Big Data's Role in Understanding Social Mobility

Overview of Big Data and Social Sciences

  • Key Policy Question: Why are children's chances of climbing the income ladder falling in America?
    • Challenges exist when relying solely on historical macroeconomic data to answer this.
    • Many changes over time complicate theory testing.

Evolution of Social Sciences

  • Historically, limited data available for policy questions in social sciences.
  • Transition from theoretical to empirical approaches in social sciences due to the availability of big data.
    • Empirical approach allows testing and refining theories using real-world data.
Examples of Big Data
  1. Government Data: Tax records, Medicare.
  2. Corporate Data: Data from companies like Google, Uber, retail sectors.
  3. Unstructured Data: Social media, news articles, etc., enabling the study of societal trends.

Raj Chetty's Contributions

  • Field Experiments: Chetty and Harvard team conducted extensive studies using large datasets linking children's adult income to parental income.
  • Key Results:
    • Comprehensive tax return datasets tracking socio-economic status over decades was key to new findings.
    • Notable change in the understanding of income mobility in the U.S.

Findings on Income Mobility

  • Income Mobility in the U.S.:
    • Relative intergenerational mobility is lower than in countries like Canada, Denmark, and the UK.
    • Statistics:
    • U.S. relative income mobility: 13.5%
    • Canada: 7.5%
    • Denmark: 9%
    • UK: 11.7%
  • Positive correlation between parental income and children's future income.
    • Inequality is largely inherited.
Graphical Representation
  • Poverty's Impact: Shows how income rank at age 30 is correlated with parent’s income rank, supporting the inherited inequality theory.

Decline in Absolute Income Mobility

  • Definition: The likelihood of children out-earning their parents.
    • Data shows a significant decline over decades – 50% of children born in 1980 are earning less than their parents compared to a higher rate for those born in 1940.
  • Graphs depict this decline clearly illustrating the fading American dream.

Geographic Factors in Income Mobility

  • Significant regional variations in income mobility rates are identified, especially among counties/cities.
  • Location Matters: Certain areas, particularly in the Deep South and Midwest, exhibit sluggish mobility.
The Benefits of Relocation
  • Moving from low-mobility to high-mobility areas improves life outcomes, with the greatest benefit for those who move at a younger age.
    • Policy implication: Housing vouchers can improve outcomes for children if they move before age 13.
  • Impact of Gender: Boys in low-opportunity areas face greater negative outcomes than girls.

Role of Education

  • Early Education: Strongly linked to improved outcomes; even kindergarten teachers with experience enhance future earnings significantly.
  • College Education: Serves as a great equalizer, significantly diminishing the correlation between parents' and children's income.
Barriers to College Access
  • College attendance is highly dependent on family income, contrary to the theoretical perspective of mobility.

Policy Discussions

  • Policies Focus: Moving to Opportunity and place-based investments aim to increase mobility for low-opportunity areas.
    • The effects of housing vouchers are under scrutiny to improve housing policy and social mobility outcomes.
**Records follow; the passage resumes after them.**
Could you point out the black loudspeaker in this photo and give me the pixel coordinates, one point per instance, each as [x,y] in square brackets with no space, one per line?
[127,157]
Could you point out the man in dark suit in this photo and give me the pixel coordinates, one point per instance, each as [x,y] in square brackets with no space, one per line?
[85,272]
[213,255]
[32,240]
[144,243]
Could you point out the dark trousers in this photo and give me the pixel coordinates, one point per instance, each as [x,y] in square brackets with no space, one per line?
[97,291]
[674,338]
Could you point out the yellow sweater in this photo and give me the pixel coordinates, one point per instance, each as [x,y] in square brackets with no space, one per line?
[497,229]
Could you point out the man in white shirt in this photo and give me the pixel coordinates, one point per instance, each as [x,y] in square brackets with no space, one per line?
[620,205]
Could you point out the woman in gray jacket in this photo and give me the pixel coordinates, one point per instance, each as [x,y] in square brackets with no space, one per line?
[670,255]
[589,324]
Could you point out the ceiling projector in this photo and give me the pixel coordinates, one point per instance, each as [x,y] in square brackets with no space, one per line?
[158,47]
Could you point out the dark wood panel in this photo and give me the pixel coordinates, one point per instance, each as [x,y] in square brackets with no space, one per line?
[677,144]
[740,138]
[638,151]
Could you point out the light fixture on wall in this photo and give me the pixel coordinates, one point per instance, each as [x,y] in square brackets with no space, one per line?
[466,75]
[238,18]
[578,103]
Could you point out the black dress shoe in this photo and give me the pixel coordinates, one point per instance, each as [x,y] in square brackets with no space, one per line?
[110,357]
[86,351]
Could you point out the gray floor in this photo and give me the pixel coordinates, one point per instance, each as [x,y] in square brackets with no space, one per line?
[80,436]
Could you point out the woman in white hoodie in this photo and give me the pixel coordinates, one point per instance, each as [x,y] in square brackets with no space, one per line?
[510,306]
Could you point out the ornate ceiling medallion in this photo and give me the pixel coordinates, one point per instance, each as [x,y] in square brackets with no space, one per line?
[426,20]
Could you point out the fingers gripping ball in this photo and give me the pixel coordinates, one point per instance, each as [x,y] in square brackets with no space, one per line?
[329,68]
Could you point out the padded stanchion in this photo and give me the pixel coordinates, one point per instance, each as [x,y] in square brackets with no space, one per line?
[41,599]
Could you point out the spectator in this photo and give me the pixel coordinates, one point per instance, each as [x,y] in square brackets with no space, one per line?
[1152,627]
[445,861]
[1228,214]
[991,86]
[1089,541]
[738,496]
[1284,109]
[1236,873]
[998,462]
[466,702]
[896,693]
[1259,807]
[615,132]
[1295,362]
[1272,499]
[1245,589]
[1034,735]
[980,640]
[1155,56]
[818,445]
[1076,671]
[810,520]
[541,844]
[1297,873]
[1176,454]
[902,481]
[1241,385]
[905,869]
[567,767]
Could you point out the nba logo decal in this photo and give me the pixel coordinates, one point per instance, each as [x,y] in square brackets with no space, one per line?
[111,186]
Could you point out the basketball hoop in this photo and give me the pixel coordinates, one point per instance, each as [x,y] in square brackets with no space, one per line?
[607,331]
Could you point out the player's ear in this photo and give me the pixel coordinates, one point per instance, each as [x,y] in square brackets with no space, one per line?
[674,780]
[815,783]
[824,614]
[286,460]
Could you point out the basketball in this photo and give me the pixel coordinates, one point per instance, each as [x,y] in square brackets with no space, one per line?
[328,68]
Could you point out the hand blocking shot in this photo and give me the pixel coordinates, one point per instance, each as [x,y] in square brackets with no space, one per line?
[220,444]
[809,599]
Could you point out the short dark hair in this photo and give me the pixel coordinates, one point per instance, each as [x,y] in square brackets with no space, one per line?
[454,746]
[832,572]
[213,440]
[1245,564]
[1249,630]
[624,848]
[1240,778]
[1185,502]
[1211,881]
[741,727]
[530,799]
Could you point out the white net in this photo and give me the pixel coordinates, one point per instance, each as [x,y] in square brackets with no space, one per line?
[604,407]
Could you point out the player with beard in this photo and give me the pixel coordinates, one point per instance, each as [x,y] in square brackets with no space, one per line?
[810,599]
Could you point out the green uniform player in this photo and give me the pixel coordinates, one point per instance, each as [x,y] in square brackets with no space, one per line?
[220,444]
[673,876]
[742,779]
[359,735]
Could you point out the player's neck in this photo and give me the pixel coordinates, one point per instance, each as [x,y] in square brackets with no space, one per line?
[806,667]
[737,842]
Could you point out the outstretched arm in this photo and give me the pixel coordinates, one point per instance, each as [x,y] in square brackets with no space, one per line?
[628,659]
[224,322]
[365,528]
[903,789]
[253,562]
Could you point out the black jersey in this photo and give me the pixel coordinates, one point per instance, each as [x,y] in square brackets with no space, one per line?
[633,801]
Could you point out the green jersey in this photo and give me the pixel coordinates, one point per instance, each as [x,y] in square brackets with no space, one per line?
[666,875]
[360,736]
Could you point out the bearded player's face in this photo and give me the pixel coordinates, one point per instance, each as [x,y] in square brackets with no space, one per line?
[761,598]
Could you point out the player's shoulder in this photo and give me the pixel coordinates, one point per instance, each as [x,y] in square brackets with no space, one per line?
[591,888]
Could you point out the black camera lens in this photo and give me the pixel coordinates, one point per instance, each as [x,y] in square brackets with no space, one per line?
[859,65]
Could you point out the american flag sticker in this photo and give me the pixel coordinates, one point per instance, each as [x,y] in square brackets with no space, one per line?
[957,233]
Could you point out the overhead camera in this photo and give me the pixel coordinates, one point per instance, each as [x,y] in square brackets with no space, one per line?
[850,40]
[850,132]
Analyzing Moving to Opportunity Experiment

  • Research Design: Focused on the effectiveness of housing vouchers in improving economic outcomes for children.
  • Key Findings:
    • Initial results showed little impact, but recent analysis suggests children who moved young experienced economic benefits.

Future Directions

  • Need for further research on long-term outcomes and scalability of successful interventions suggested by big data analysis.
  • Address challenges in randomization and compliance in studies to ensure reliable results and conclusions for policy.
Conclusion
  • The ability to study social policies through big data has changed the landscape of social sciences, allowing for better targeted and more effective policies to improve social mobility.